The statistics are undeniably impressive. Through the thirty years of conferencing, 1076 talks and 671 posters have been presented. 1076 talks would take the equivalent of 22.4 days to be heard in full, whereas 671 posters could cover the Deansgate Square South Tower from top to bottom (three posters wide). I hope we can all agree this is some serious amount of phonology content, and there still seems to be more phonology where it came from.

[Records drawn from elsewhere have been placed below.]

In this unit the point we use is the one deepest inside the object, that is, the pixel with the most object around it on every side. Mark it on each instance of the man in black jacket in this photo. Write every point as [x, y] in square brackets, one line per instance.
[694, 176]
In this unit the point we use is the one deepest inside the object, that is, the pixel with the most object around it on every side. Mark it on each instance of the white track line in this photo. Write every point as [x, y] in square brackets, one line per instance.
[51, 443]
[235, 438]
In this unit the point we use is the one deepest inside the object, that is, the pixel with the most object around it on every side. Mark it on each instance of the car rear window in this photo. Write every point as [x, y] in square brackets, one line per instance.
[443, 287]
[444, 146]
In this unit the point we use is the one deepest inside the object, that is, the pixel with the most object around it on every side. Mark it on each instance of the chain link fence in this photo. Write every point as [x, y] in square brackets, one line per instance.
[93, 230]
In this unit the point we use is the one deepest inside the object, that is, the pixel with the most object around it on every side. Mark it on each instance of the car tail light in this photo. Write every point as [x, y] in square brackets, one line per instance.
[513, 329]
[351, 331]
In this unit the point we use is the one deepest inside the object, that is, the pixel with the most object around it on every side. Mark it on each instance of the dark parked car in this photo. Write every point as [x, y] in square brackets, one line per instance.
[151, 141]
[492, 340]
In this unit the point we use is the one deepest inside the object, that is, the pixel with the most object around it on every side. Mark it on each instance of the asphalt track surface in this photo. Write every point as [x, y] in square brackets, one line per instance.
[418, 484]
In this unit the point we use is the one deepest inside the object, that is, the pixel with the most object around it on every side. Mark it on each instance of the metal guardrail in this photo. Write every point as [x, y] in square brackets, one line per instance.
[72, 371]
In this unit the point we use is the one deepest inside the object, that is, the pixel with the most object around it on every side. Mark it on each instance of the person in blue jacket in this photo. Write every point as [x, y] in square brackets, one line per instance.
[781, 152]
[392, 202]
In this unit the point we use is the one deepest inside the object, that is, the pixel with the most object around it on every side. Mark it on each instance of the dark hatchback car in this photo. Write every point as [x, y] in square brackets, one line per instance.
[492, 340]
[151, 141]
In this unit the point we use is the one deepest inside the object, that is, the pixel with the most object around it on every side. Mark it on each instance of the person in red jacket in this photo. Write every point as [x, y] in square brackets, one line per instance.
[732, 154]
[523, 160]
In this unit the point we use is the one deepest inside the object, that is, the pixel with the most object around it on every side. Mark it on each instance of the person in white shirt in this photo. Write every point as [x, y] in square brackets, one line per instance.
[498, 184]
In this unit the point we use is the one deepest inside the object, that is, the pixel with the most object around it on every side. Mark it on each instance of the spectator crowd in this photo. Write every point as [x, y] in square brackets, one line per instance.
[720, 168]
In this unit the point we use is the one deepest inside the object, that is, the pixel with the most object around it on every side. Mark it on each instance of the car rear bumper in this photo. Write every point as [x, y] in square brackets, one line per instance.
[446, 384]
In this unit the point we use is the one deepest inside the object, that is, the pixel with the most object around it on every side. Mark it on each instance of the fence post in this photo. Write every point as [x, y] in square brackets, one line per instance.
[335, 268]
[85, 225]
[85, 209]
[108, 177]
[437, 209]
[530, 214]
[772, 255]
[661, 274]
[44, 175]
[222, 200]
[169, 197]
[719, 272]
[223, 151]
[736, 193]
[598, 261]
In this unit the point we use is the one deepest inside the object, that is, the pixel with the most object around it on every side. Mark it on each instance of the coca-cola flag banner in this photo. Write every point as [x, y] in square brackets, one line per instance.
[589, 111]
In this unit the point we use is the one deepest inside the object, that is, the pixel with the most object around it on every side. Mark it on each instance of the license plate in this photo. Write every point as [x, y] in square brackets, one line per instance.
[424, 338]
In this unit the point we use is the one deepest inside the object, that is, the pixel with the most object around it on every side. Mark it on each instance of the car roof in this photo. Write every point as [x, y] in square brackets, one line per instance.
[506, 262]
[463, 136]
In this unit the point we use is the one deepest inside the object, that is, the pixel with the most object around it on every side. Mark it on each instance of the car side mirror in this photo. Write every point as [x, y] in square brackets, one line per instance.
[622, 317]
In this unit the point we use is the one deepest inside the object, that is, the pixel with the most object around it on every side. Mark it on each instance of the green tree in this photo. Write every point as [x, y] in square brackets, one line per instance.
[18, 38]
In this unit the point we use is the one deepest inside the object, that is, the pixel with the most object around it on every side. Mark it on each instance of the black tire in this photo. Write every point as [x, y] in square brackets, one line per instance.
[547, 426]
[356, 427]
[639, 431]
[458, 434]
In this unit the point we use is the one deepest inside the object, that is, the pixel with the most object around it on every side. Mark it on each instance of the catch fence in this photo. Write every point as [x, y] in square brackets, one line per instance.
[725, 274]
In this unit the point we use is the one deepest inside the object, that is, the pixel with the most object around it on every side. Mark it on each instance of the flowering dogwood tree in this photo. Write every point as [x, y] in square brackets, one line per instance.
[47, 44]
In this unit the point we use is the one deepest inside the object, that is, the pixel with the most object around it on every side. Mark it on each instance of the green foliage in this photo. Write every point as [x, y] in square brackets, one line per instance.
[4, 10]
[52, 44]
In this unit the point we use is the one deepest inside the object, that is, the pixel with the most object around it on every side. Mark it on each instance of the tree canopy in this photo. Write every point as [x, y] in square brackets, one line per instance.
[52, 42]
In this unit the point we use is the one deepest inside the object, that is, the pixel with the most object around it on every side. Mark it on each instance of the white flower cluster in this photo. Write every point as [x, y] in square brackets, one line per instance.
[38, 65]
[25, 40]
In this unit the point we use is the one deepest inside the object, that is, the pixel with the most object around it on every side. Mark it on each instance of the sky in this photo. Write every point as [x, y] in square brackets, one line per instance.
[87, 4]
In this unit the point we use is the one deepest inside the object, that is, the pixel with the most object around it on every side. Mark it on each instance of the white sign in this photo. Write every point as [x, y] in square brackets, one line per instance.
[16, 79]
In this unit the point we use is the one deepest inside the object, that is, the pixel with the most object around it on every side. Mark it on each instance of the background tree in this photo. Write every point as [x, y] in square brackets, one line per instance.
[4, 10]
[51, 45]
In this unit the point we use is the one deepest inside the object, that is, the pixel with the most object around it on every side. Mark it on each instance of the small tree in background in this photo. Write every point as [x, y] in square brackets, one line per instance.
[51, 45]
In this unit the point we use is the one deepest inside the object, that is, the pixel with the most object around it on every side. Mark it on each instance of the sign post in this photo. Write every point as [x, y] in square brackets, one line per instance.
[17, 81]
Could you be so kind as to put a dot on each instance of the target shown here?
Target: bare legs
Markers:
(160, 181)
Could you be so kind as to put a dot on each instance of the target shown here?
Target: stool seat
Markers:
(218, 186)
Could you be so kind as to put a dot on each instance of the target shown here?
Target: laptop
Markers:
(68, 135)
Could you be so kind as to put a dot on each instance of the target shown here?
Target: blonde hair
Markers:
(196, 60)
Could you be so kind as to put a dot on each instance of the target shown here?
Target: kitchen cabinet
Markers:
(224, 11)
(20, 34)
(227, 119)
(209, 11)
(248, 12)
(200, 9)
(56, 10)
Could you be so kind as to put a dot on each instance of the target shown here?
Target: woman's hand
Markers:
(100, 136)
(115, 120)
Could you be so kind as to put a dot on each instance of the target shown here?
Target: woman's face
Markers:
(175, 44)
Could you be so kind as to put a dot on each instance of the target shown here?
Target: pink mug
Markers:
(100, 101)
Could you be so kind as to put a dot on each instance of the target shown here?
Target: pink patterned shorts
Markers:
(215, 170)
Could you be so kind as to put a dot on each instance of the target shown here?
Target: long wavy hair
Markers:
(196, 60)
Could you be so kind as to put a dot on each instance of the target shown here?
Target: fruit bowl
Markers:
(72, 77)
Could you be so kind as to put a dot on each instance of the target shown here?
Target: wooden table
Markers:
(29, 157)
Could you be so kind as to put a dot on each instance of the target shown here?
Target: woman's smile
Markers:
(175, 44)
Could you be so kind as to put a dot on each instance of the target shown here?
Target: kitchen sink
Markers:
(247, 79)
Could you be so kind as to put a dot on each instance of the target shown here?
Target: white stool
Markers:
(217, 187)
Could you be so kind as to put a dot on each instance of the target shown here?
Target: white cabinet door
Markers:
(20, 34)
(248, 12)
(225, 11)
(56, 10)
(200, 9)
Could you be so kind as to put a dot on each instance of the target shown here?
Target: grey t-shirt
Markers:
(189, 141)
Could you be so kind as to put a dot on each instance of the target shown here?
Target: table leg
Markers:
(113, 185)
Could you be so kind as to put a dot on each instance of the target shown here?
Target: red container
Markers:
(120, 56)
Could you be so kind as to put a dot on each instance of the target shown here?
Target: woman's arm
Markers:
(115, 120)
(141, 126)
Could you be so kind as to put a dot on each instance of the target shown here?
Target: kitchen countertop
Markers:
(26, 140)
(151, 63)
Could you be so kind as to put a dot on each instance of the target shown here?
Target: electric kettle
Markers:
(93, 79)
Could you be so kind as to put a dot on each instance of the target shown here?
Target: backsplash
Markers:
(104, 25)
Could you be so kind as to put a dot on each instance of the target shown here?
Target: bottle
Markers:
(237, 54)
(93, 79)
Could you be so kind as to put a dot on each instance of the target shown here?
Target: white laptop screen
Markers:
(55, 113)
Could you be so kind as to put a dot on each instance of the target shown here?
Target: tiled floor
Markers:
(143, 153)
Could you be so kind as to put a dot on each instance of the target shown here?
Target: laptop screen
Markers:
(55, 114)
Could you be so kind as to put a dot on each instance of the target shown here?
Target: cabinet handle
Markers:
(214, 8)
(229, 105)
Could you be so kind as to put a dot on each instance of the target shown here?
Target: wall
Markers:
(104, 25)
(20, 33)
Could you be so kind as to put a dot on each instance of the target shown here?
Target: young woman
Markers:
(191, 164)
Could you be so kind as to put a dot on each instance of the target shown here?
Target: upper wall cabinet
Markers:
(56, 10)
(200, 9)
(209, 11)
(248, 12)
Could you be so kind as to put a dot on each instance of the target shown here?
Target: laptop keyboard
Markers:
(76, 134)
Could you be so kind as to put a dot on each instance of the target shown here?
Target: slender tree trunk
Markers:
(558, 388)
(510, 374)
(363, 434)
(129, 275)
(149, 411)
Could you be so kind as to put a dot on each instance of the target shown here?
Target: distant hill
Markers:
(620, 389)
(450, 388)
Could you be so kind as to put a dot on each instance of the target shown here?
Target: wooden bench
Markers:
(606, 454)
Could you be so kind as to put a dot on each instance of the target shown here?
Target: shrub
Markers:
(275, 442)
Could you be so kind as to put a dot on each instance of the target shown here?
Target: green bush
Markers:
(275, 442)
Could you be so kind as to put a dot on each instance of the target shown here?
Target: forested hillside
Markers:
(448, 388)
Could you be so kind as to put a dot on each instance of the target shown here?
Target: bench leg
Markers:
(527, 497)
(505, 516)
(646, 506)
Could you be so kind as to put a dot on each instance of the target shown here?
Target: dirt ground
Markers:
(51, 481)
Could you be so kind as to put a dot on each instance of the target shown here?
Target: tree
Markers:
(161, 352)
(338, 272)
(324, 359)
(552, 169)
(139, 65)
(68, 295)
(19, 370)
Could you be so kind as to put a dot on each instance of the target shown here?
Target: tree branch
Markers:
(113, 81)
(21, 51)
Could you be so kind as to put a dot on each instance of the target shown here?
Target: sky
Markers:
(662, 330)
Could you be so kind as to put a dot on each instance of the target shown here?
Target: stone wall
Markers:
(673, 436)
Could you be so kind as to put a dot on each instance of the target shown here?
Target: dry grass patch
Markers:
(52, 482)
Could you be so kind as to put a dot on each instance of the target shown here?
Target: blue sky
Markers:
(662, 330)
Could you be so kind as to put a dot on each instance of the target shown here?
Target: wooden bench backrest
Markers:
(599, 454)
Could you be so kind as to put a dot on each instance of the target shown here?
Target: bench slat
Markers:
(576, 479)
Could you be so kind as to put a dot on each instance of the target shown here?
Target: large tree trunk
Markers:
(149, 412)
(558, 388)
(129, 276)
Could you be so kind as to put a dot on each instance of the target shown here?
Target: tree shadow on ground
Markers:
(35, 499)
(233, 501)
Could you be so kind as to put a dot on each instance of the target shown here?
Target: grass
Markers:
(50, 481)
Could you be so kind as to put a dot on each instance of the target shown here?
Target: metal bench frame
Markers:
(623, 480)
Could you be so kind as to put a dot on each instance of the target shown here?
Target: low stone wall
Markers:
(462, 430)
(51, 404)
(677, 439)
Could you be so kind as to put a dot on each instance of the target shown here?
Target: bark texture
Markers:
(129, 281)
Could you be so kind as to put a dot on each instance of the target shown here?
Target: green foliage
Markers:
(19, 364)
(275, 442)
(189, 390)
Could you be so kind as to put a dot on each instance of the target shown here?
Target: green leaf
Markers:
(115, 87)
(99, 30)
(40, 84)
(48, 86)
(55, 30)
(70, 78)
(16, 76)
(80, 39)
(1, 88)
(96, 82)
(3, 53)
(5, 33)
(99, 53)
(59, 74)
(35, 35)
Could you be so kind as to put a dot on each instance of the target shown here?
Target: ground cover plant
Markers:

This years edition featured special session on "Is there a prosodic hierarchy, and if so, what does it consist of?" with invited talks from Jelena Krivokapic (University of Michigan), Violeta Martínez-Paricio (Universitat de València) and Heather Newell (Université du Québec à Montréal). The programme also included several contributions from Manchester phonologists past and present:
"Spanish /x/-fronting: gradient or categorical?" by Michael Ramsammy & George Sakr
"Prothetic consonants and abstract phonological structure in Scottish Gaelic" by Donald Morrison
"On the phonological representation of English diphthong vowels" by Patrycja Strycharczuk, Sam Kirkham, Emily Gorman & Takayuki Nagamine
"Intricate coda restrictions in loanwords of Tenyidie, an otherwise codaless language" by Yuni Kim & Savio Meyase
It is rumoured that conference highlights included an impromptu karaoke and a phonology-themed pub quiz. Only in Manchester!